Мужской голос. Какую малость?
Голос Маши. Еще двести.
Мужской голос. Для верности пиши расписку, будто ты мне должна эти двести.
Голос Маши. Да сколько угодно! Тем более такая расписка юридической силы не имеет.
Мужской голос. Она другую силу имеет. Пиши, пиши.

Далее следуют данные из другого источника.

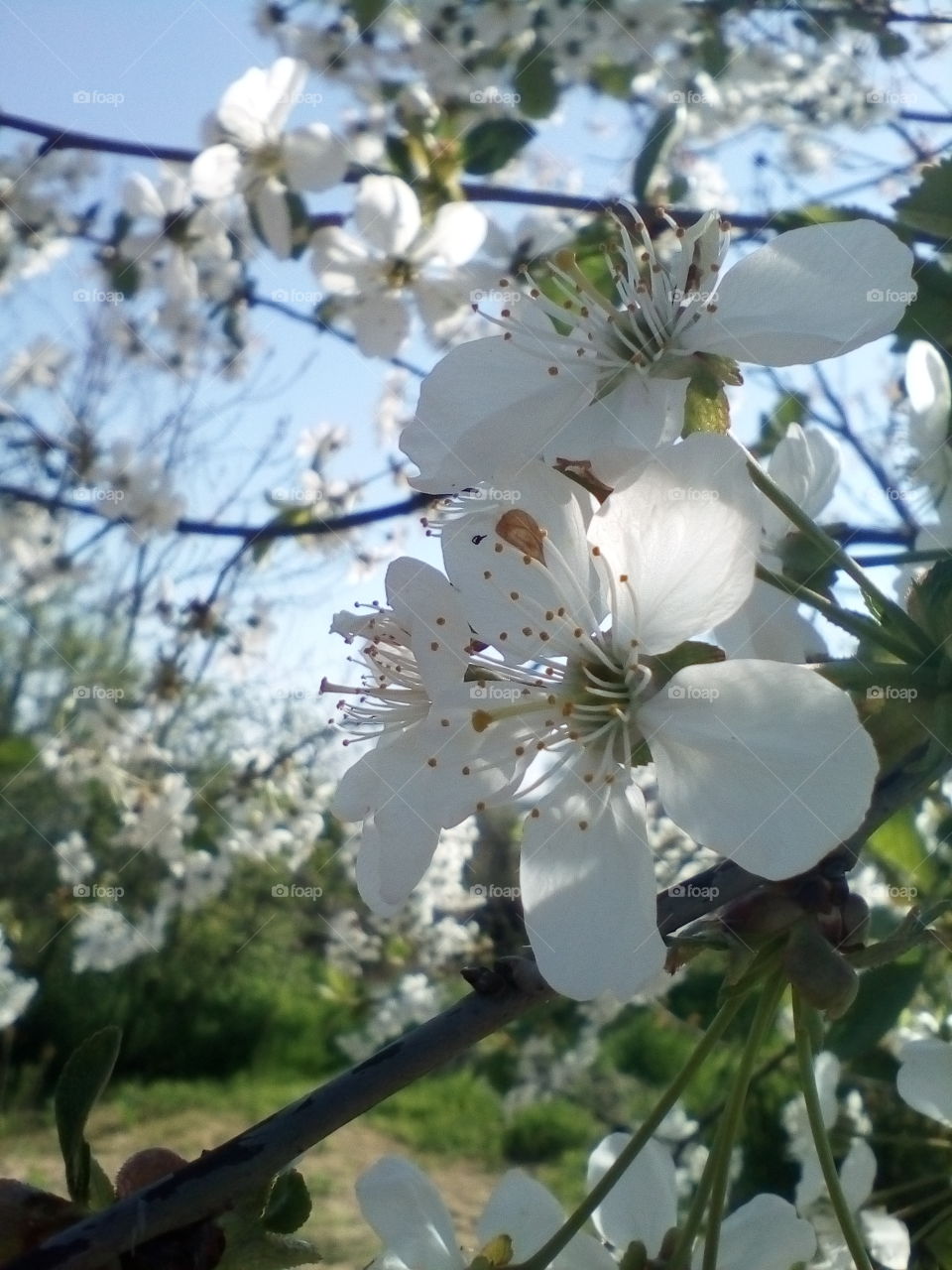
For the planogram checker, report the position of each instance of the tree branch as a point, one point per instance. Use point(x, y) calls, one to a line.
point(212, 1184)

Голос Маши. Ну, теперь все в порядке?
Мужской голос. Теперь — в порядке. Ты наш разговор, естественно, на пленочке фиксируешь?
Голос Маши. Естественно.
Мужской голос. Тогда я постараюсь художественно излагать.
Голос Маши.Но чтобы и документально.
Мужской голос. Договорились: художественно-документально. Раньше такие фильмы выходили — художественно-документальные. С чего начнем?